Папа рассказывал, что в тот день его отец со старшей сестрой и клезмерским ансамблем были в отъезде, играли где-то на свадьбе. Когда прибежал сосед и крикнул, что идет погром, мама дала маленькому папе, мешок с самым необходимым, который у нее всегда был собран на всякий случай, и велела бежать через заднюю дверь. Он еще захватил из ящика буфета дедово столовое серебро, но, когда по дороге запихивал его в мешок, обронил одну ложку. Он подобрал ее, когда, спрятав мешок в огороде, вернулся помочь маме. Так и вошел в дом с ложкой в руке. Мама заворачивала Давидку в одеяльце, а погромщики уже били окна и ломились в дверь.

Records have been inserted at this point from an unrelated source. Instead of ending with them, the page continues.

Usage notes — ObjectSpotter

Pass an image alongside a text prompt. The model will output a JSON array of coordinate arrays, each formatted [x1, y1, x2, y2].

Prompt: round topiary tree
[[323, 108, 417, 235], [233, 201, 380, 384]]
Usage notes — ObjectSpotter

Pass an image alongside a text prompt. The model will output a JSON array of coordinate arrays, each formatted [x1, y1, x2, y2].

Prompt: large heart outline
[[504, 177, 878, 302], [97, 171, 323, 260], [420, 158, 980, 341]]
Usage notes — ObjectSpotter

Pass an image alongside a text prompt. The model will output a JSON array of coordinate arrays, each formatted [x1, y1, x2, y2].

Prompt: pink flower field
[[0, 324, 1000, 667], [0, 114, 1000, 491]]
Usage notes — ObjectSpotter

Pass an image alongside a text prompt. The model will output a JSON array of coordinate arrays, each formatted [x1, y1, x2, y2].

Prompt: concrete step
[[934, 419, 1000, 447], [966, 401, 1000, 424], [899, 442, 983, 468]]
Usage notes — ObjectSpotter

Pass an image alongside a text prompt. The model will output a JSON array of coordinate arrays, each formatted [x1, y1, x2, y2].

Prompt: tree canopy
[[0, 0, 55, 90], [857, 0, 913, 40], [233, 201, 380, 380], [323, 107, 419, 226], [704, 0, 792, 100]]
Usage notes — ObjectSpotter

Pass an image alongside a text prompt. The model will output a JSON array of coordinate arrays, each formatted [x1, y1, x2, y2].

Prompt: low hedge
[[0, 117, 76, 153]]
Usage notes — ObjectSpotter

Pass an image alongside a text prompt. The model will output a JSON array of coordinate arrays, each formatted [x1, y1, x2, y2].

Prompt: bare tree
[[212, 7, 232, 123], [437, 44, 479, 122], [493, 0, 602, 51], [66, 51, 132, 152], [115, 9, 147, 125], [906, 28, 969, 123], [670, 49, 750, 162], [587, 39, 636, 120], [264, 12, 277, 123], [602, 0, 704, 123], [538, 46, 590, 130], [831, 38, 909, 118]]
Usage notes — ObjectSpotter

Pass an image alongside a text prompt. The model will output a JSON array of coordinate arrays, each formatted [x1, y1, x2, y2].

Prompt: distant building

Один из них решил, что в свертке спрятаны ценности, и попытался выхватить его у мамы из рук. Сверток с малышом развернулся, Давидка выпал и стукнулся головкой. Маленький папа вмазал бандиту ложкой по лбу. Погромщик выдернул ложку так, что вывихнул папе плечо. Другие бандиты начали вытаскивать всё из шкафов, и женщина с детьми стала им не интересна. Мама подхватила орущего малыша, и они убежали огородами, забрав спрятанный мешок. Но пока добрались до еврейской больницы, Давидка уже перестал кричать и ночью умер, у него было кровоизлияние внутри, как сказал врач. А папина мама умерла от горя, она все время болела и считала, что виновата в смерти сына.